SLC Theater Review: Meat & Potatoes Makes Edgar Allan Poe ‘con-tem-POE-rary’

Edgar Allan Poe. Source: Wikipedia

SALT LAKE CITY, Utah, May 29, 2016 (Gephardt Daily) — People alive today, more than 160 years after the death of Edgar Allen Poe, may know him best for “The Raven,” a spooky poem trotted out each Halloween.

To modern ears, “The Raven” can sound overwrought and over-rhymey, but Poe was an innovator in his time. Besides his poems, Poe wrote stories that literary scholars credit with inspiring detective stories and helping along the science fiction genre.

Salt Lake City’s Meat & Potatoes Theatre and director Tobin Adkinson are providing a fresh look at nine classic works by Poe in a show titled “con-tem-POE-rar-y.” Every scene tells a Poe story in a new way, whether by pantomime, puppetry, song, dance, or by the addition of a new setting that incorporates different nuances.

Only “The Raven” sticks to the original text, but adds a quirky lighting effect that results in towering shadows that menace both the character and the audience.

“The Cask of Amontilldo” moves the macabre story to the early ’90s, but retains the original themes of pride and revenge. “The Tell-Tale Heart” gets its point across, but with whimsy and eye-catching visuals.

The songs and dance numbers seem less effective in capturing the essence of Poe’s works, but do add variety and innovative choreography to the evening.

The most effective skits were the stories told with humor or pathos.

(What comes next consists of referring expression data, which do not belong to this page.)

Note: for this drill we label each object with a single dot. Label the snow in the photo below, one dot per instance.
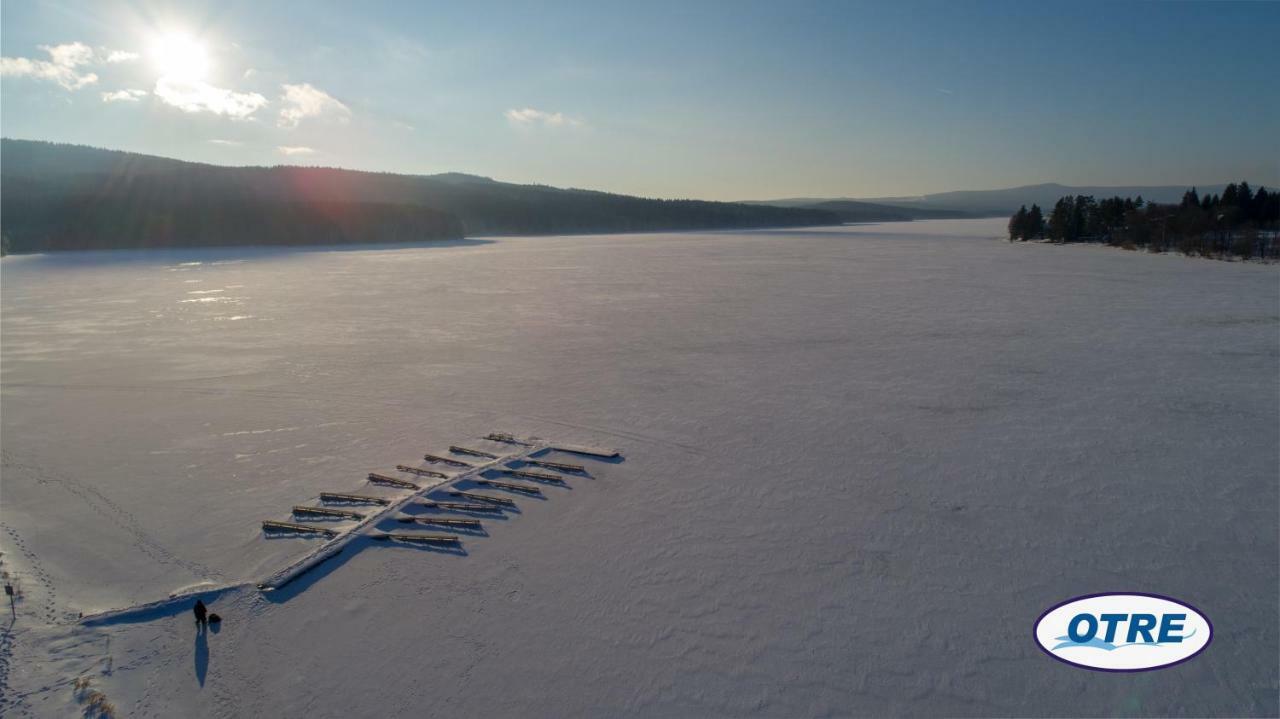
(858, 463)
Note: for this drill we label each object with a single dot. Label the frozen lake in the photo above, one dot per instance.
(859, 463)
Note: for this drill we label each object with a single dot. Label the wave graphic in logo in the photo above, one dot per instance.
(1123, 632)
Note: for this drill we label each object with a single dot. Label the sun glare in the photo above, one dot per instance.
(179, 55)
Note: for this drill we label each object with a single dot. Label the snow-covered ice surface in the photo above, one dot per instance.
(859, 463)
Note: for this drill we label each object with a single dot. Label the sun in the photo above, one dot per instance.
(179, 55)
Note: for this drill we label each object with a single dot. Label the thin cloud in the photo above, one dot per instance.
(531, 117)
(302, 101)
(199, 96)
(62, 67)
(124, 96)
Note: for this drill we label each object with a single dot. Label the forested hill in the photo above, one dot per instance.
(74, 197)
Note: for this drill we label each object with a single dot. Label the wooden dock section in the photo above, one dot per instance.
(341, 498)
(502, 500)
(435, 459)
(602, 452)
(460, 505)
(507, 439)
(511, 486)
(417, 537)
(327, 512)
(421, 472)
(269, 526)
(561, 466)
(442, 521)
(535, 476)
(393, 481)
(457, 449)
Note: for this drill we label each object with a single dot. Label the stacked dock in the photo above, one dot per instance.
(430, 498)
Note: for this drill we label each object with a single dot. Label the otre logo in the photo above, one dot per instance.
(1123, 632)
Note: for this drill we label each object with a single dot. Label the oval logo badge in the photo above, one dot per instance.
(1123, 632)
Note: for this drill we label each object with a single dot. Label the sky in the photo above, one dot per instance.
(693, 99)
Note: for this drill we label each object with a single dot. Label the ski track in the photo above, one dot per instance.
(119, 517)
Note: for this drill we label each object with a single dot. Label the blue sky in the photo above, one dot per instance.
(711, 100)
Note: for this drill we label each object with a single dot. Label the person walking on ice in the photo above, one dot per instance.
(201, 613)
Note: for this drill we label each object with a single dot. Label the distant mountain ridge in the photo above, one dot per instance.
(77, 197)
(1000, 202)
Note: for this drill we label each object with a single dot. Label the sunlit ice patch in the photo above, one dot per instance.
(1123, 632)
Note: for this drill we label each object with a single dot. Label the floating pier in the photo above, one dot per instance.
(351, 498)
(269, 526)
(446, 461)
(460, 505)
(327, 512)
(502, 500)
(393, 481)
(589, 450)
(536, 476)
(442, 521)
(508, 439)
(417, 537)
(525, 489)
(457, 449)
(421, 472)
(560, 466)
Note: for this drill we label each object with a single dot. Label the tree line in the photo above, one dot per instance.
(73, 197)
(1238, 223)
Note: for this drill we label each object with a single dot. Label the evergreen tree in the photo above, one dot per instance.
(1018, 224)
(1034, 223)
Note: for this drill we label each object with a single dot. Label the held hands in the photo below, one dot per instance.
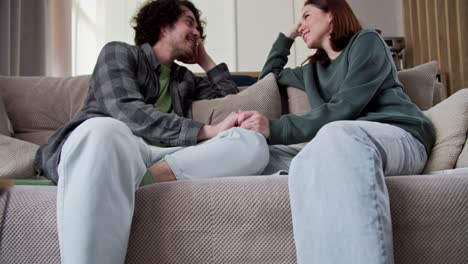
(250, 120)
(253, 120)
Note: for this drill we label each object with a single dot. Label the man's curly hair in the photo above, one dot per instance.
(159, 13)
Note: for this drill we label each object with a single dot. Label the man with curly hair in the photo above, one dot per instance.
(135, 128)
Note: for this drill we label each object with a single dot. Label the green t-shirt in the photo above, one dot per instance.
(164, 102)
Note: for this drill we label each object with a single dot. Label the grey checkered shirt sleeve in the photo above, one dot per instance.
(118, 93)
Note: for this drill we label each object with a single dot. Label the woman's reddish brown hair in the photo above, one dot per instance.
(344, 25)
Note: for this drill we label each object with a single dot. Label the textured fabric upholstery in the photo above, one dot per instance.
(419, 83)
(241, 220)
(263, 97)
(16, 158)
(42, 103)
(298, 102)
(462, 161)
(429, 216)
(5, 125)
(450, 119)
(36, 137)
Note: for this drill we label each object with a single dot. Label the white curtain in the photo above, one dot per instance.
(35, 37)
(96, 23)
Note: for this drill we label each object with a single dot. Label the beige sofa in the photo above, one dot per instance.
(230, 220)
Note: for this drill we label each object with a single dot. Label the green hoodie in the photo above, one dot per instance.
(360, 84)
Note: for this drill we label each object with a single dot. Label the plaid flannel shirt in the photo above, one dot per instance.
(125, 86)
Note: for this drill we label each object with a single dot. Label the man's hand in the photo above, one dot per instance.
(253, 120)
(210, 131)
(200, 57)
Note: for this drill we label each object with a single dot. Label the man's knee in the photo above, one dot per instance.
(250, 146)
(103, 128)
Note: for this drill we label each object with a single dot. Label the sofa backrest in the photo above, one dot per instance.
(37, 106)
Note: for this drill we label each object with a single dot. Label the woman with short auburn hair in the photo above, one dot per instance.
(362, 127)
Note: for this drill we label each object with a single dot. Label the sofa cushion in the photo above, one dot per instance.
(298, 103)
(462, 161)
(16, 158)
(450, 119)
(5, 124)
(263, 97)
(37, 137)
(42, 103)
(419, 83)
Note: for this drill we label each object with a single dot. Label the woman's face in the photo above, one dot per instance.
(315, 26)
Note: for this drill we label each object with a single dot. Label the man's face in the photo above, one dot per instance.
(184, 35)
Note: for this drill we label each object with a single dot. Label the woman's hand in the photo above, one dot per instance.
(210, 131)
(253, 120)
(294, 32)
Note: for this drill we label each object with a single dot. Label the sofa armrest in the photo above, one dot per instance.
(430, 218)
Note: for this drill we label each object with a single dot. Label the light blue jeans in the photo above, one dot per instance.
(339, 200)
(102, 164)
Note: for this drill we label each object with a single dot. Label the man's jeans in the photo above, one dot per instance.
(102, 164)
(339, 201)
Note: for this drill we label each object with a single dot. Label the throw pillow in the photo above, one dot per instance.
(5, 124)
(263, 97)
(298, 102)
(450, 119)
(16, 158)
(419, 83)
(462, 161)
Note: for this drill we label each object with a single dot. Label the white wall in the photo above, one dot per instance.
(239, 32)
(386, 15)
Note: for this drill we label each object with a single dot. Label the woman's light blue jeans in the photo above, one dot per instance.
(339, 201)
(102, 164)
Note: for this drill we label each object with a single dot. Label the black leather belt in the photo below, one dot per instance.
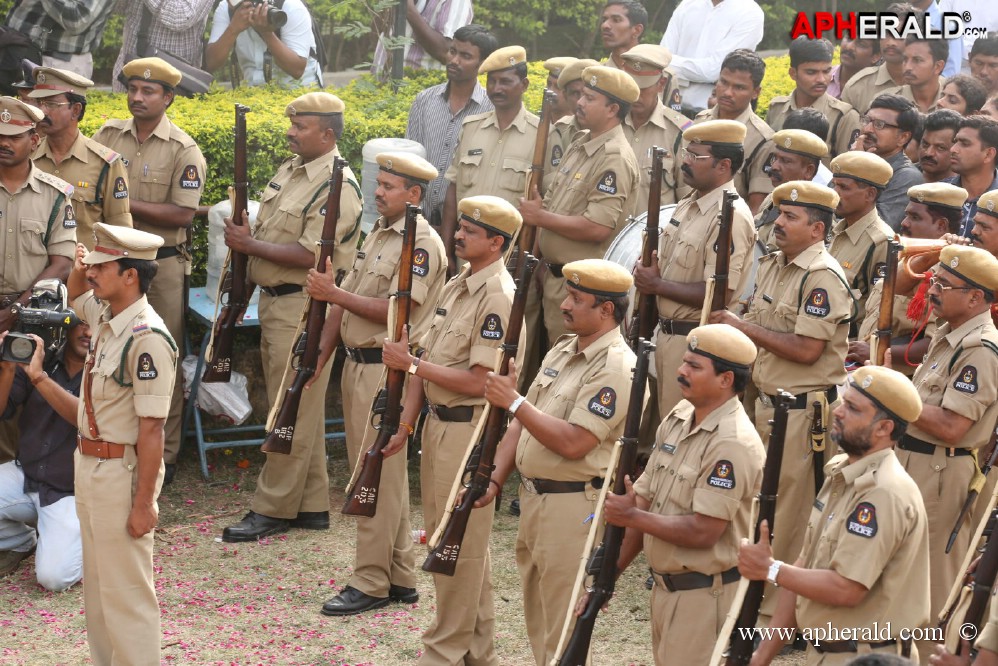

And the most wrenching and beautiful portrayal of all was one that called for the ensemble members to manipulate an expressionless puppet.

To share any more details would be a disservice. Since Poe is familiar, the whole surprise in this show is in how director/adapter Tobin Atkinson found a new, creative way to tell the essence of each story.

The ensemble actors, Jeffrey Ingman, Rebecca Marcotte, Josh Thoemke and Raina Thornes, displayed a wide range of strengths playing diverse roles.

Some scenes were more powerful than others, but all are relatively short, so if one scene doesn’t especially speak to you, another will follow shortly.

And audience members walking out of the Rose Wagner’s Studio Theatre on opening night left with plenty of material for lively discussions.

“con-tem-POE-rary” plays at 2 p.m. Sundays, and 8 p.m. Fridays and Saturdays, through June 12. There’s also a 2 p.m. matinee on June 6. Tickets are $20, and can be purchased through or by visiting the box office at the venue, the Rose Wagner Center, 138 W. 300 South, Salt Lake City.